Unsere LG1 empfing zuhause die Schützen der Burg-Fried Gabelbach. Die Begegnungen aus der Vergangenheit versprachen immer eine gewisse Spannung und Ausgeglichenheit – wenn auch nicht immer auf dem höchsten Niveau. Eine Änderung gab es beim Gastgeber: Benjamin Rott konnte nicht teilnehmen, Manfred Schweighart (Stamm der LG2) fungierte als Ersatz auf Pos. 3.
Wilder Beginn mit (un)glücklichem Ausgang
Den Beginn der Partie kann man zwischen furios und bitter einordnen.
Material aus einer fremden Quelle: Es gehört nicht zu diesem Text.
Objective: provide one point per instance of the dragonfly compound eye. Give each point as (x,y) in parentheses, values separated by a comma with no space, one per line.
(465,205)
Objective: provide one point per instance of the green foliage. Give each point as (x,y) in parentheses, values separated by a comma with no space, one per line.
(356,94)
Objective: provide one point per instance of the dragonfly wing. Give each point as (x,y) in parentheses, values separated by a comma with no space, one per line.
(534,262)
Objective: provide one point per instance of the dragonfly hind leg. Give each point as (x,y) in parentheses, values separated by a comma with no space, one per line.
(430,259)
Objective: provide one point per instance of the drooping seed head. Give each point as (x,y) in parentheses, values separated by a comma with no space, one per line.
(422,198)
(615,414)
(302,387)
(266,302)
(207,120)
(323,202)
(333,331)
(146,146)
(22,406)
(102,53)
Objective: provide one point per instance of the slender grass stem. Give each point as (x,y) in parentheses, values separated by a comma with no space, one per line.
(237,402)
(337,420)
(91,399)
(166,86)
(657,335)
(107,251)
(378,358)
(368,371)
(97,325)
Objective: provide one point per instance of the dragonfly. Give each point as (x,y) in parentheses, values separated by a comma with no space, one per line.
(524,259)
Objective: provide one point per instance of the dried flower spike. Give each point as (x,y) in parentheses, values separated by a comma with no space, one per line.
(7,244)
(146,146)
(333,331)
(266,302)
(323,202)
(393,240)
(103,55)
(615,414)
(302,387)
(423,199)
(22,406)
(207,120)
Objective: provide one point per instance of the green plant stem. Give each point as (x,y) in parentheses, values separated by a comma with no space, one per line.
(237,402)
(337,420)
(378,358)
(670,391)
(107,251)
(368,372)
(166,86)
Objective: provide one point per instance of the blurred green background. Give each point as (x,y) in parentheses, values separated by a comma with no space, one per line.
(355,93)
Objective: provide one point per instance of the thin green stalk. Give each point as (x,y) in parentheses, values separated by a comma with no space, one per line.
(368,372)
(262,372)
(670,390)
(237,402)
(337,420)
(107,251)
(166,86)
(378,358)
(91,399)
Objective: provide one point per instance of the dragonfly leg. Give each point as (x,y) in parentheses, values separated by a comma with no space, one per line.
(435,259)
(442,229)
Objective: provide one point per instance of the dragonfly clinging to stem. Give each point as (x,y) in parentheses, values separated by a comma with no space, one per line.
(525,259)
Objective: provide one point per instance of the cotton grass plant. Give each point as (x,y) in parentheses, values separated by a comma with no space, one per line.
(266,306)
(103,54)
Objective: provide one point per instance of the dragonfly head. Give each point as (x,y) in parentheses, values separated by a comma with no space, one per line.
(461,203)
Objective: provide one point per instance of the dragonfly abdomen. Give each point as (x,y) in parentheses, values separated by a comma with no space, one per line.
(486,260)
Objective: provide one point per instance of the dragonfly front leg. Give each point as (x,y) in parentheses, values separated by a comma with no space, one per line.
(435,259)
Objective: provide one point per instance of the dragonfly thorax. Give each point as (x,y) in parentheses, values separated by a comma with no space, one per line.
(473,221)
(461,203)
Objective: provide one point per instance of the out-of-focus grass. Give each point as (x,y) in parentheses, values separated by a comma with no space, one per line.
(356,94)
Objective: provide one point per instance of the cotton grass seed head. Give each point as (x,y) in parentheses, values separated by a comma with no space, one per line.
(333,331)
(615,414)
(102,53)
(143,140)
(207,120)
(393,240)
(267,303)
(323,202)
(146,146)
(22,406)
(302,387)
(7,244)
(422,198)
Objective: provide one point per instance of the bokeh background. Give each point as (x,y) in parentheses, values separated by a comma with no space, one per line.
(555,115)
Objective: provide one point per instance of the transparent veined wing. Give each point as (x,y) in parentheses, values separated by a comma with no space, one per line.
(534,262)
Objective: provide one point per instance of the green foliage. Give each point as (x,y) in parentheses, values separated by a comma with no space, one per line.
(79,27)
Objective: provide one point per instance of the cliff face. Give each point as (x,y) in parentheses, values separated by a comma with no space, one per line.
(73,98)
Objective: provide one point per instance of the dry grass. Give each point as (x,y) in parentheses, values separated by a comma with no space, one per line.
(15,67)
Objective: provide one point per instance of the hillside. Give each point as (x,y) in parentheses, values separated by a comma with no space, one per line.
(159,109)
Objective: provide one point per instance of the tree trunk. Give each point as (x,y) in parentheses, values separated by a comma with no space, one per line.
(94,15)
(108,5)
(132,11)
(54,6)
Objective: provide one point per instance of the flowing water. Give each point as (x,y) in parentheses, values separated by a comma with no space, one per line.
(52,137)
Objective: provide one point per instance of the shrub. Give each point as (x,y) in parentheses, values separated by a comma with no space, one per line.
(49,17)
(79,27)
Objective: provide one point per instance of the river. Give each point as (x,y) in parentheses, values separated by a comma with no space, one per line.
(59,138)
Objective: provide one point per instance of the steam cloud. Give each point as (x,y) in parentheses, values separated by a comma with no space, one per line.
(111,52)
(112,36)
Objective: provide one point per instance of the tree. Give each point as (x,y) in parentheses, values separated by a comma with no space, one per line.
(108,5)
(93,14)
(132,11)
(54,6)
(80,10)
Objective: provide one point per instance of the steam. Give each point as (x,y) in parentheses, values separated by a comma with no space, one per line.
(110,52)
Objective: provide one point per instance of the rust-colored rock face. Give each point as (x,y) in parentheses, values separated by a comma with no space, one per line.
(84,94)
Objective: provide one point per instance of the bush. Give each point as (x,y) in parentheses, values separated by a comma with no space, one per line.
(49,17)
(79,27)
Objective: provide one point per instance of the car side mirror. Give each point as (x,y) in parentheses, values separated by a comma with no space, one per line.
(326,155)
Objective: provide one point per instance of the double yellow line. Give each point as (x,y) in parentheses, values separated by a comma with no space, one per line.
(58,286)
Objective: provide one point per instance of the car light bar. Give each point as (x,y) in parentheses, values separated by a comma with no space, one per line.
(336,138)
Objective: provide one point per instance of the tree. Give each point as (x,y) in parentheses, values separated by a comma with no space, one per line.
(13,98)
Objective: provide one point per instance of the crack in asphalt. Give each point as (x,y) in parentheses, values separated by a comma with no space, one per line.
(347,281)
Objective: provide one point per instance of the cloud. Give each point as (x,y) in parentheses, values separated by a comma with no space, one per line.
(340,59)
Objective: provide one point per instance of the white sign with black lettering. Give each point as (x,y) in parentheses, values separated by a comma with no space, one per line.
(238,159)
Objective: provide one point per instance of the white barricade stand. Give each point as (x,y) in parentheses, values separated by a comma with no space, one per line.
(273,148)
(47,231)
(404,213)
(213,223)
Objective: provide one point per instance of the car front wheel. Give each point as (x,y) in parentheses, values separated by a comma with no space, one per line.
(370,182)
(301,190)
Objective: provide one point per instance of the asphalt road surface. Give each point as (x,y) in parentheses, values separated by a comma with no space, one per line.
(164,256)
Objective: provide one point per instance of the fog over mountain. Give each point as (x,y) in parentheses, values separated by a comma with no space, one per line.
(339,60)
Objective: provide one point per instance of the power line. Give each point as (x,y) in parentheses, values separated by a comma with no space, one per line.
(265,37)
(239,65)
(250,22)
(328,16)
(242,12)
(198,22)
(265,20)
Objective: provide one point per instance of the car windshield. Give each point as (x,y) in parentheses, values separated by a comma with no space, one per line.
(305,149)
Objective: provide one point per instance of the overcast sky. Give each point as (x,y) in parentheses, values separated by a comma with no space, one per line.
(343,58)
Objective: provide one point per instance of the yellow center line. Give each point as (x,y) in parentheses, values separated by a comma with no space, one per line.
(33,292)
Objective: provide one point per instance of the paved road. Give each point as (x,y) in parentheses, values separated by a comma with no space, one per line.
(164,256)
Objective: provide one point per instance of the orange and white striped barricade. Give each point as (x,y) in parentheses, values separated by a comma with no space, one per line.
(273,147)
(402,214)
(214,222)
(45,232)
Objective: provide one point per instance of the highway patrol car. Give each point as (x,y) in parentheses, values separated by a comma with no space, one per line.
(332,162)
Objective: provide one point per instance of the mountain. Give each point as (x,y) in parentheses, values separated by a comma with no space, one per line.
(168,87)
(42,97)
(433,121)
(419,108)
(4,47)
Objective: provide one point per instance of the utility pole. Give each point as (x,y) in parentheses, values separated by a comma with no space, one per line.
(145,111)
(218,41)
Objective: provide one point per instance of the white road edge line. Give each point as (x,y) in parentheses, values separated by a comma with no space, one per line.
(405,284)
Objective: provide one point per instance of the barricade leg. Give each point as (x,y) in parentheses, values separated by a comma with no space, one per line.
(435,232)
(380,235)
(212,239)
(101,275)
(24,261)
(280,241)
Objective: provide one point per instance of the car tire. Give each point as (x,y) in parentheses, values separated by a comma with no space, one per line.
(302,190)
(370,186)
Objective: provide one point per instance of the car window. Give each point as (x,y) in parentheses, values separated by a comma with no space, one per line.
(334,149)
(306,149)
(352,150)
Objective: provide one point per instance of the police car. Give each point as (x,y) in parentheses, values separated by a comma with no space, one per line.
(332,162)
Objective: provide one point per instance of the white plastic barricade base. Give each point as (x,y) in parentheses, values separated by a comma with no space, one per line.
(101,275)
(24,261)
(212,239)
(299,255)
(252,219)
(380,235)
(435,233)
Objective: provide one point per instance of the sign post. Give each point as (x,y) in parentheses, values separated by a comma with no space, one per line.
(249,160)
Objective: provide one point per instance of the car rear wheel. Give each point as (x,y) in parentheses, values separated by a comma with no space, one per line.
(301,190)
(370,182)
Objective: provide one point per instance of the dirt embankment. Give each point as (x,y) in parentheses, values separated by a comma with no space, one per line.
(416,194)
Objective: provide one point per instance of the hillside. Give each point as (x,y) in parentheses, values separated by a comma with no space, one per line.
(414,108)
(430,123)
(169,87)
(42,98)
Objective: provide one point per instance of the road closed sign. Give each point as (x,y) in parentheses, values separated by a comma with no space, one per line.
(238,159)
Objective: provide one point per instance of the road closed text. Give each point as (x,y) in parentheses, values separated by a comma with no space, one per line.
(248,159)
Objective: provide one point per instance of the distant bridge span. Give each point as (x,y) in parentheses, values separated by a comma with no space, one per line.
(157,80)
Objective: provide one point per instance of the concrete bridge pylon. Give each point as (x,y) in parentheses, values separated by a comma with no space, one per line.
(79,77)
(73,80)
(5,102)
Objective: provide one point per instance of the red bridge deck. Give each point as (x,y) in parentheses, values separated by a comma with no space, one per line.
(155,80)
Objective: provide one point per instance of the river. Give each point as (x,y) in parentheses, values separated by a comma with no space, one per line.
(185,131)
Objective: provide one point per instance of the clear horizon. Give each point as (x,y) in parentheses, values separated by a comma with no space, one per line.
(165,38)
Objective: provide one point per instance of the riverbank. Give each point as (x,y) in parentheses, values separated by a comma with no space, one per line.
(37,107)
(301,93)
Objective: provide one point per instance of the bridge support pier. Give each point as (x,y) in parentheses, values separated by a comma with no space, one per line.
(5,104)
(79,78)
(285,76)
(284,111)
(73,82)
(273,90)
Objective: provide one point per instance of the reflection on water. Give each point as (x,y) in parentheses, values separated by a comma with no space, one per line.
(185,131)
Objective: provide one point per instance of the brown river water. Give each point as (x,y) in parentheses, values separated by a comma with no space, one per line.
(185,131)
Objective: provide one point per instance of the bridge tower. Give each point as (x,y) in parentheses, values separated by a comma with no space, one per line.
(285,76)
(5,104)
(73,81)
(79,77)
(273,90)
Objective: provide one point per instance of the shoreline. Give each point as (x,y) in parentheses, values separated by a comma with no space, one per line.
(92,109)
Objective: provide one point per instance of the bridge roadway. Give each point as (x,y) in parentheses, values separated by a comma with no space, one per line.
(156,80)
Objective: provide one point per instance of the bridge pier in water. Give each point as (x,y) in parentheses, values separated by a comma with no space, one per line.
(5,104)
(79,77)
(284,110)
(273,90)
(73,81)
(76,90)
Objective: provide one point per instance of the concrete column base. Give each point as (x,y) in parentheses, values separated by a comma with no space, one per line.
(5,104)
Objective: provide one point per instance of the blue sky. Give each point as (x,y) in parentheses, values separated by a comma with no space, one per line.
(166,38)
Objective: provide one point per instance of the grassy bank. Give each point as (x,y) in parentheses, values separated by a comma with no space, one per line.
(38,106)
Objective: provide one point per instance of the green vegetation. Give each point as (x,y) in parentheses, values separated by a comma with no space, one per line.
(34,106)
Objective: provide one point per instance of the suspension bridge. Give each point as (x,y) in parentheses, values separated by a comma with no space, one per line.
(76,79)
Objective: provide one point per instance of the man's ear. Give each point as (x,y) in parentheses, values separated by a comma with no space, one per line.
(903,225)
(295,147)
Anders ausgedrückt: einfach wild. Auf Pos. 1 fand Maximilian Wamser nicht in seinen Rhythmus, wären sein Kontrahent mit einer fast perfekten Serie (99 Ringe) startete, ehe er in Serie 2 eine 93 erzielte. Dies änderte jedoch nichts daran, dass Maximilian nach 20 Schuss mit 187:192 Ringen im Rückstand lag. Einen Schlagabtausch der anderen Art lieferte sich Florian Schuster-Hiller auf Pos. 2 mit seiner Kontrahentin: erzielte er in den Serien 1 (97 Ringe) und 2 (95) Ringe starke 192 Ringe, tat es ihm seine direkte Konkurrentin gleich, nur die Serien vertauscht. Zur „Halbzeit“ stand für Florian ein Unentschieden an der Tafel. Auf Pos. 3 kam Manfred Schweighart mit 94 und 92 Ringen solide in den Wettkampf, profitierte von einer schlechten Anfangsserie (89 Ringe) seiner Kontrahentin, ehe sie in Serie 2 starke 98 auf die Anzeige zauberte: 186:187 Ringe gar ein hauchdünner Rückstand für Manfred. Komplett spiegelverkehrt verlieg das Duell auf Pos. 4: während Christophers Duellantin mit 97 und 96 Ringen (193 Ringe) in den Wettkampf startete, kam er selbst nur auf 176 Ringe (84 und 92 Ringe), die Tendenz nach oben war leider nicht gegeben.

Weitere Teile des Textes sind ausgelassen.